売買代金ランキング(5銘柄)

1 アンジェス(4563・東証マザーズ)

 新型コロナワクチンへの期待だけで作られた株価でしたが、その期待を熟成するかのように、高値圏での空中戦を続けたアンジェスに驚かされた投資家も多かったのでは? チャートを見ると、ちょっとした大型ディフェンシブ株のような安定感すら漂わせていました。株価が節目を割れてもすぐに戻す…切り返しの強さが信頼感につながったのか、逆張りでエントリーする投資家(個人とアルゴ?)が後を絶たなかった印象です。

 それにしても、コロナ禍で株を始めた個人投資家の増加が影響したのか、「織り込み済み」「出尽くし」なる反応が遅くなっている感じがありますね。5月26日に、ワクチンの治験は7月から始めると伝わりました。すでに知られていることの確認的報道、例えば16日に大阪市の松井市長が「6月30日から治験を始める」としたら買われ、25日にワクチン開発の治験審査委員会からの承認を受けたことをリリースすると、翌26日の年初来高値を更新。ようやく「織り込み済み」「出尽くし」的な動きが起きたのは、治験開始の30日でした。地合いがいいときは“鈍感”であった者勝ちなのでしょうか…。

2 テラ(2191・ジャスダック)

 新型コロナ治療薬の開発期待で急騰してきたバイオ株。開発を始めると表明した時点では時価総額39億円(株価167円)でしたが、9日に付けた年初来高値(2,175円)時点の時価総額509億円。新型コロナ治療薬の開発表明で、あっさりテンバガー…。

 ただ、9日に付けた高値から、わずか5営業日後の15日には株価が半分になる場面も。一部週刊誌による治療薬開発への疑念報道が理由だったようですが、これについては真っ向から否定。その後は、臨床試験を実施しているメキシコより、共同開発者であるセネジェニックス・ジャパン社長が臨床試験の現状や成果を小まめにアップ。メキシコでの薬事申請も近づいているようですが、情報の正確性などについて、正直わかりません。

3 PSS(7707・東証マザーズ)

 OEM供給する全自動PCR検査システムがフランスの医療現場で採用され、各方面から日本国内でも使うべきとの声が挙がっていますよね。12日に、自社開発の新型コロナ向けPCR検査機器の臨床検体を用いた評価で、「陽性一致率100%、陰性一致率100%」という良好な結果が得られたと開示。翌15日に、上場来高値を3,150円まで切り上げました。

 ただ、23日には一時ストップ安まで売り込まれる場面も。塩野義製薬が、専用機器の必要なし、30分程度で判定できる検査法を開発すると発表。日本もPCR検査を増やすべきとの総意から始まった大相場でしたが、検査に関する大手参入、競合激化に株価は敏感なようです。

4 メルカリ(4385・東証マザーズ)

 コロナ禍による外出自粛がポジティブ、マザーズの地合い好調も時価総額トップ銘柄の同社には当然ポジティブで、引き続き堅調な値動きに。上値追いの支援材料としては、外資系証券の目標株価引き上げも複数ありました。3日に、モルガン・スタンレーMUFG証券が投資判断を「Overweight」、目標株価を3,000円から3,600円へ引き上げ。また、月末30日にはJPモルガン証券が目標株価を2,300円から3,400円へ大幅に引き上げています。

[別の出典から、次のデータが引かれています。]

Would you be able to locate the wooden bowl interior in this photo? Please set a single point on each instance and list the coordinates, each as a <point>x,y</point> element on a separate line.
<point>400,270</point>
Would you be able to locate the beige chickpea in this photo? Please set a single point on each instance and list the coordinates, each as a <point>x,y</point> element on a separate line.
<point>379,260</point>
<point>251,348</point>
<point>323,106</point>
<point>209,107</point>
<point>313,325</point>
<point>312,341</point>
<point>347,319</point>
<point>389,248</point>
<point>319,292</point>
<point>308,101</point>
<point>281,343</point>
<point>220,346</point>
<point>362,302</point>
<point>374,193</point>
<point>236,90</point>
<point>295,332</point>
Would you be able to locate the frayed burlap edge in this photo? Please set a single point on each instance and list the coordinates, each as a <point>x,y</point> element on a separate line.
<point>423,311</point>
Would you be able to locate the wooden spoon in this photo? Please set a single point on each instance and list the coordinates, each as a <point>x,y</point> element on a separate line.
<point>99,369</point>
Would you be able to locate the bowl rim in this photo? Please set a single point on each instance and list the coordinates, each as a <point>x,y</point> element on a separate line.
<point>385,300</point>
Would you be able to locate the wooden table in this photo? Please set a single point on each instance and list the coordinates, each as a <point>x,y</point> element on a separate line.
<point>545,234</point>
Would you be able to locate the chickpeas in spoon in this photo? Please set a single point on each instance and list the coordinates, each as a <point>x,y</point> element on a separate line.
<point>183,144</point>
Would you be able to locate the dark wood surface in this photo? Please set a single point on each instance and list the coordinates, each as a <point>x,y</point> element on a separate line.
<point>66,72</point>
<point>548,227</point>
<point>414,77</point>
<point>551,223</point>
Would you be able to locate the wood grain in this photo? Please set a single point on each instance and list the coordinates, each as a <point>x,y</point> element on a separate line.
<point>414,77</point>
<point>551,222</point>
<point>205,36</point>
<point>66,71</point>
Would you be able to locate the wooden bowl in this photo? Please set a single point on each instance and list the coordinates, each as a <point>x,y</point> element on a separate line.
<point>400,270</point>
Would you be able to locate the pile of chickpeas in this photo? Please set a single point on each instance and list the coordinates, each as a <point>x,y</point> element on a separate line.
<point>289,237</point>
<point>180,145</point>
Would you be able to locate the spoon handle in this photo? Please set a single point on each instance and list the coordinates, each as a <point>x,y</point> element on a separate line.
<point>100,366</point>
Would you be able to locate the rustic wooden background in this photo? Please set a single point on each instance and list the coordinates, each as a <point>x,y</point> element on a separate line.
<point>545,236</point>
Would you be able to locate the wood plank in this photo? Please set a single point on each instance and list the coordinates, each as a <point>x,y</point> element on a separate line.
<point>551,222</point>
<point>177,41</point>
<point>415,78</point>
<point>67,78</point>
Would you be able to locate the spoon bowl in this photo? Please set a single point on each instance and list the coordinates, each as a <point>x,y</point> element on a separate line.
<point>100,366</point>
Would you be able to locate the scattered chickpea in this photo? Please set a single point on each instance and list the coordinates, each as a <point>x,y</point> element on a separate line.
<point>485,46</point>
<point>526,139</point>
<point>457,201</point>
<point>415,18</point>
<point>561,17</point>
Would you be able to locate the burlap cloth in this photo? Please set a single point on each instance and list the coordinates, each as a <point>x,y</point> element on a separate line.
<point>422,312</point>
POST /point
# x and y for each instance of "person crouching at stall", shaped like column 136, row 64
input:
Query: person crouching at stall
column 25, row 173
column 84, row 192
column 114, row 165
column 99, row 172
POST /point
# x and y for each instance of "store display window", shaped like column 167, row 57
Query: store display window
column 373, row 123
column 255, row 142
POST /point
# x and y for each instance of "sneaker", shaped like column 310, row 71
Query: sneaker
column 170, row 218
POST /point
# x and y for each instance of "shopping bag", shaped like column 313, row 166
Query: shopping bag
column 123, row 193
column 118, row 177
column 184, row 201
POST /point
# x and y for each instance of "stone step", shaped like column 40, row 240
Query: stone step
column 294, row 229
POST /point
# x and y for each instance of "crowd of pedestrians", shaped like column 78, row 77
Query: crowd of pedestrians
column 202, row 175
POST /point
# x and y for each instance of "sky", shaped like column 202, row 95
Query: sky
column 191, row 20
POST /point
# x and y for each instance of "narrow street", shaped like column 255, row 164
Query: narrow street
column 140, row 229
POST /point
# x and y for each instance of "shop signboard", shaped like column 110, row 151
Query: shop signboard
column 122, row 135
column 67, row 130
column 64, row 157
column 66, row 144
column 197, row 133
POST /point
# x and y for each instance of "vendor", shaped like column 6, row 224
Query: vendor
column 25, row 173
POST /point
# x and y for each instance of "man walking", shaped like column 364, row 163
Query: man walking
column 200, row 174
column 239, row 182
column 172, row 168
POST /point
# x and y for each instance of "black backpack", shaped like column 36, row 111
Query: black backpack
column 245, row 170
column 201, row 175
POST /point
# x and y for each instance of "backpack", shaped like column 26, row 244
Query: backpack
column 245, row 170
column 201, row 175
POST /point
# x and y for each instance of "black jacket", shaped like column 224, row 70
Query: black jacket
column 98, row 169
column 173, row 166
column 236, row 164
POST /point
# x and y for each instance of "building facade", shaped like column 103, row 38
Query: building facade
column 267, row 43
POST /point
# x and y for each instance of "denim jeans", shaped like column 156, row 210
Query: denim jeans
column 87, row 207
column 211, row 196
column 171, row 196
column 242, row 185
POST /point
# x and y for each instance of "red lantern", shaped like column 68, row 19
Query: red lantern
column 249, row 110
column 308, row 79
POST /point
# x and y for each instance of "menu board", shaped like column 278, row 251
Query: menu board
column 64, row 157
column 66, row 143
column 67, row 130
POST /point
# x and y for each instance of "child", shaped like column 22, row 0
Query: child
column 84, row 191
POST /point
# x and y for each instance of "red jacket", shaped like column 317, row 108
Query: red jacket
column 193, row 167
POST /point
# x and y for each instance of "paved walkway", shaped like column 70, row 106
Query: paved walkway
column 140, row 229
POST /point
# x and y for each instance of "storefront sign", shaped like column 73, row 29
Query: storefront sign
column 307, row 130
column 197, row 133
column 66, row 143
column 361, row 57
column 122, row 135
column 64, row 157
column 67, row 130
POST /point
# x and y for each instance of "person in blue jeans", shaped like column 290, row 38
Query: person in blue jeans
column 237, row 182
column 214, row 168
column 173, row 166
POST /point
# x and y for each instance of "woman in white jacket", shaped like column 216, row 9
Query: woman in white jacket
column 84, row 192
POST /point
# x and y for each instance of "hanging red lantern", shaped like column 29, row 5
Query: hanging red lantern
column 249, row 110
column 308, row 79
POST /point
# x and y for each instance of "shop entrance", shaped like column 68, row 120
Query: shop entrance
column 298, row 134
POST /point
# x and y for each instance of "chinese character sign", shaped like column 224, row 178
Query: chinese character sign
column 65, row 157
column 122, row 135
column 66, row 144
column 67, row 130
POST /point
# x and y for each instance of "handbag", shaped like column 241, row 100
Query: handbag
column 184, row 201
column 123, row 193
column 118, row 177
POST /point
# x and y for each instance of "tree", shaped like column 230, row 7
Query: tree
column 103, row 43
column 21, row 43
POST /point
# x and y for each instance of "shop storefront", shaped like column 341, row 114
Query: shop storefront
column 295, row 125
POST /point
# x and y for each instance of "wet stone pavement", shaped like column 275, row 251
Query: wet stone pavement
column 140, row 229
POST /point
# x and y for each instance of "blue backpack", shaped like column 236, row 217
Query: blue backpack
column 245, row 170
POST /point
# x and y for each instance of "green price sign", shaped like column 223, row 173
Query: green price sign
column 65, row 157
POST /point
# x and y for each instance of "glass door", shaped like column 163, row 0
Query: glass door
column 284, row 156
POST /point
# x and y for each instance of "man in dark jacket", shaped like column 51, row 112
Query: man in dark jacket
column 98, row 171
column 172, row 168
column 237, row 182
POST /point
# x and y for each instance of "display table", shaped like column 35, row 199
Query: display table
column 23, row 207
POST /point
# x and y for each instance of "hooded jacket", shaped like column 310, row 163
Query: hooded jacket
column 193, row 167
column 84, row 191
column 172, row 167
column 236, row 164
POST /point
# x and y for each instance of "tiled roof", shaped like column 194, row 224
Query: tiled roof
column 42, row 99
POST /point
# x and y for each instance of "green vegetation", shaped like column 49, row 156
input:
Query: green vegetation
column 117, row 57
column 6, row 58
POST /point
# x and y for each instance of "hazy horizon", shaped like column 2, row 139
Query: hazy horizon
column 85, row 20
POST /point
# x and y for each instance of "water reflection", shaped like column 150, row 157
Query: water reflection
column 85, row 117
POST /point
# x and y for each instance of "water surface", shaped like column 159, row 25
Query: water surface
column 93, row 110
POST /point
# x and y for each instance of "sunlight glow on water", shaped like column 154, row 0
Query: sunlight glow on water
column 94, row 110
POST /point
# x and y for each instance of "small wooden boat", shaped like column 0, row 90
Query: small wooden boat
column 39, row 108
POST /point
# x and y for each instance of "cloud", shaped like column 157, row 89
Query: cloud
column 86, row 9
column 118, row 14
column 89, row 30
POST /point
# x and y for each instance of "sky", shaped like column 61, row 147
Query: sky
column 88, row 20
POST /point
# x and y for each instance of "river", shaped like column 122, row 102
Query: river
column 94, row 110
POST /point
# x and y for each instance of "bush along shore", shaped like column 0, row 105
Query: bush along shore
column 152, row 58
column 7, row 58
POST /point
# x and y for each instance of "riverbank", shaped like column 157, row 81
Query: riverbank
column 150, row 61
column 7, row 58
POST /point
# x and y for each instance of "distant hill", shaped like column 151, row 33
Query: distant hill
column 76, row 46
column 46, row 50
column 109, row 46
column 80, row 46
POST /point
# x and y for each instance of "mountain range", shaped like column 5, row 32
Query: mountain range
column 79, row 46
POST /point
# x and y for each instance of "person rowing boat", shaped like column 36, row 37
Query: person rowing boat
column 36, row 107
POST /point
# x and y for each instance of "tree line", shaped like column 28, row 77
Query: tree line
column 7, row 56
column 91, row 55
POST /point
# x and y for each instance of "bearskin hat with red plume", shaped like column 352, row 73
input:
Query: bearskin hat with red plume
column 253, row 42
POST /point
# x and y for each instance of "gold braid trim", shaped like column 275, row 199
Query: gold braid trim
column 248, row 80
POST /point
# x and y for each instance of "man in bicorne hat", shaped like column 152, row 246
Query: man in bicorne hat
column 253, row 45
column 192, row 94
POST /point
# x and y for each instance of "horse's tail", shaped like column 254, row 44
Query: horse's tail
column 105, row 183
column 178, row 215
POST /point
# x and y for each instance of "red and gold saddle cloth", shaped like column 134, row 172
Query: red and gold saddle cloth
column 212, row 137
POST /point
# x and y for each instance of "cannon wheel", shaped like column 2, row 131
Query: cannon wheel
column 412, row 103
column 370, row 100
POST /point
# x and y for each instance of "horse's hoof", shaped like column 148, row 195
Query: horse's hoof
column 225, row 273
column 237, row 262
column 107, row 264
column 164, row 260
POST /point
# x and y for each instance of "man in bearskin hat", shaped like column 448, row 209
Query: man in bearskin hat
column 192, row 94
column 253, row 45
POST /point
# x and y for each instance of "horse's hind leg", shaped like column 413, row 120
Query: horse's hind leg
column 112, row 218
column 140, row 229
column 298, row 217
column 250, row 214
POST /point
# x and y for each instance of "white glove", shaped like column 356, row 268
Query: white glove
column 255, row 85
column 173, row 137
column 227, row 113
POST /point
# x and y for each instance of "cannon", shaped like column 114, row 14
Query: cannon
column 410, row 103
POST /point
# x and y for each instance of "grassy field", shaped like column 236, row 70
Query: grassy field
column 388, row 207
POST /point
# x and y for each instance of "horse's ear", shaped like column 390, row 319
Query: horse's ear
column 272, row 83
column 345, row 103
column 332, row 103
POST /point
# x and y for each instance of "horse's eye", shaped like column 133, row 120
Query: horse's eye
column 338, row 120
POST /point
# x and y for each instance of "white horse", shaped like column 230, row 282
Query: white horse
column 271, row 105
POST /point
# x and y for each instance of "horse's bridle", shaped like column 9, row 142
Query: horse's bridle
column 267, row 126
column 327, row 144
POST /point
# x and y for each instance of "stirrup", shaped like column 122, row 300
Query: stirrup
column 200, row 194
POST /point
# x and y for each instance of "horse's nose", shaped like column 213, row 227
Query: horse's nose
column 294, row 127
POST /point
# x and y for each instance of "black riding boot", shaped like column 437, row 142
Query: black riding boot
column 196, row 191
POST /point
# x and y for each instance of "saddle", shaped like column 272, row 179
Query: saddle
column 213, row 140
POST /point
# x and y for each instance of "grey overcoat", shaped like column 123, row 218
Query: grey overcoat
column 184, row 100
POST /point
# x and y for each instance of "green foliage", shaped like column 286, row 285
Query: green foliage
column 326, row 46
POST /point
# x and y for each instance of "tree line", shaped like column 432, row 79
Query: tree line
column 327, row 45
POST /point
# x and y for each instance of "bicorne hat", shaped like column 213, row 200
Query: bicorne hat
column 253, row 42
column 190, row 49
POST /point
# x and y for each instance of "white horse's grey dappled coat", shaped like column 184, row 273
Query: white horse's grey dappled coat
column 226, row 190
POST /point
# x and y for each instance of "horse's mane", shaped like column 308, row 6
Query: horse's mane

 両社とも、これまで苦戦していた米国事業のポテンシャルに注目しているもよう。米国事業が、巣篭もり需要によって、競合をしのぐ勢いで成長する可能性があるようです。投資家がこれまで弱気材料にしてきたのは米国事業ですので、ここが変貌を遂げているのなら株価の上昇ポテンシャルもまだ残っていそうですが…。

5 AIinside(4488・東証マザーズ)

 コロナ禍で登場した新テーマ“DX(デジタルトランスフォーメーション)”。新型コロナで生活スタイルが変化したことで、あらゆる環境でデジタル化が加速し始めましたよね。この社会変革を推進する企業をDX関連株と称し、テレワーク関連株やオンライン教育関連株などのグロース株が人気化しました。

 その一角として、ひときわ人気化したのが同社株。AIが書類の文字をテキストデータ化する文字読み取りサービスを展開しています。株価が超値がさ株となったことで、株式分割期待も含まれていそう。また、7月に新規設定されるDX関連株の投信で、説明資料に組入れ候補として記載されていたことも先回り買い要因に。